The authors conducted experiments with various zero-shot settings on the HICO-DET dataset, and the results show that KI2HOI performs exceptionally well on unseen interaction categories, especially on rare categories, significantly outperforming existing methods. For example, under the Rare First Unseen Combination (RF-UC) setting, KI2HOI improved the mean Average Precision (mAP) on unseen categories by 23.26% compared to the best existing method.

2. Fully Supervised Detection

To verify the model’s generalization ability, the authors also conducted fully supervised experiments on the HICO-DET and V-COCO datasets. The results indicate that KI2HOI outperforms existing methods in both full and rare categories, with particularly outstanding performance in rare categories.

3. Robustness Analysis

The authors also investigated the model’s robustness under different data quantities. The results show that even when the training data is reduced to 25%, KI2HOI still significantly outperforms existing methods in rare categories, demonstrating its potential in practical applications.

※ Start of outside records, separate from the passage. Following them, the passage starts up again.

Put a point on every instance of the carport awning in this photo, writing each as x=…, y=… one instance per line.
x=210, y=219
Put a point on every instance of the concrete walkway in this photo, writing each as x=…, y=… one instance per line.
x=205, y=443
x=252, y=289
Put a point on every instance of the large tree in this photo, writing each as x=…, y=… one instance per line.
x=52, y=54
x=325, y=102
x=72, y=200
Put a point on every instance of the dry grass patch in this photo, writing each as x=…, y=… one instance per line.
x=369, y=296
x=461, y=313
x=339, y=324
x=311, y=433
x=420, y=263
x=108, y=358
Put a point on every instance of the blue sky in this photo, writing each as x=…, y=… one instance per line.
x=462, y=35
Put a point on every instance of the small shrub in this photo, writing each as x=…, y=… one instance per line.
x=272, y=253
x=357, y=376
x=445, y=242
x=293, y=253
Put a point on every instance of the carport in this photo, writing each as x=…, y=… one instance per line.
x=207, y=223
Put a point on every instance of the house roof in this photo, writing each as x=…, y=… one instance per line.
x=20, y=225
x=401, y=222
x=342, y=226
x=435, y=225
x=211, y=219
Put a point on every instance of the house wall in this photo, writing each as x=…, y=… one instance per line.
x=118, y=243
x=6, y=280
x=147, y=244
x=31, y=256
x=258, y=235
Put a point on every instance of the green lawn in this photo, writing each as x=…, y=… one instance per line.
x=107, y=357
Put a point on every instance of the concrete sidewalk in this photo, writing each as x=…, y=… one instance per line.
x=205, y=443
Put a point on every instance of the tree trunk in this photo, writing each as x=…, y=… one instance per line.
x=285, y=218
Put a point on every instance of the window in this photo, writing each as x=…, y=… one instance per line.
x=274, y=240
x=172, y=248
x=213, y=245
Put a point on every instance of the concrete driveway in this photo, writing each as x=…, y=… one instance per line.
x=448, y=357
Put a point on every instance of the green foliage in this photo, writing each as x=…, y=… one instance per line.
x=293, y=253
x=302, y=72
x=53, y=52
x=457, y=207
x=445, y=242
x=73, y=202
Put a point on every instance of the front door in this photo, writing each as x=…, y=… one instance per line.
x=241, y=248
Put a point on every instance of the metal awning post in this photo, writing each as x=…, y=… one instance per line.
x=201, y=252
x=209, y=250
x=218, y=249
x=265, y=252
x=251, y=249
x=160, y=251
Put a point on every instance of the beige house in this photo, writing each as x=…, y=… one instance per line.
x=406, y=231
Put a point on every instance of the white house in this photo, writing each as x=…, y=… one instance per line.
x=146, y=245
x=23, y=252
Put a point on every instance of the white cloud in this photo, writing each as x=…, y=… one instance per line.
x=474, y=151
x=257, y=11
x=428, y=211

Conclusion and Significance

The KI2HOI framework significantly improves the performance of zero-shot HOI detection by integrating knowledge from vision-language models. The framework not only performs well in zero-shot settings but also demonstrates strong generalization capabilities in fully supervised settings. Additionally, KI2HOI’s performance in rare categories is particularly notable, providing new insights for addressing the long-tail distribution problem in HOI detection.

Research Highlights

  1. Novel Framework Design: The KI2HOI framework significantly improves zero-shot HOI detection performance by integrating knowledge from vision-language models.
  2. Strong Generalization Capability: KI2HOI not only performs well in zero-shot settings but also demonstrates strong generalization capabilities in fully supervised settings.
  3. Robustness Analysis: Even with reduced training data, KI2HOI still significantly outperforms existing methods in rare categories, demonstrating its potential in practical applications.

Other Valuable Information

This paper provides a new research direction for the field of HOI detection, particularly in the exploration of zero-shot learning and long-tail distribution problems, offering significant academic value and practical application significance.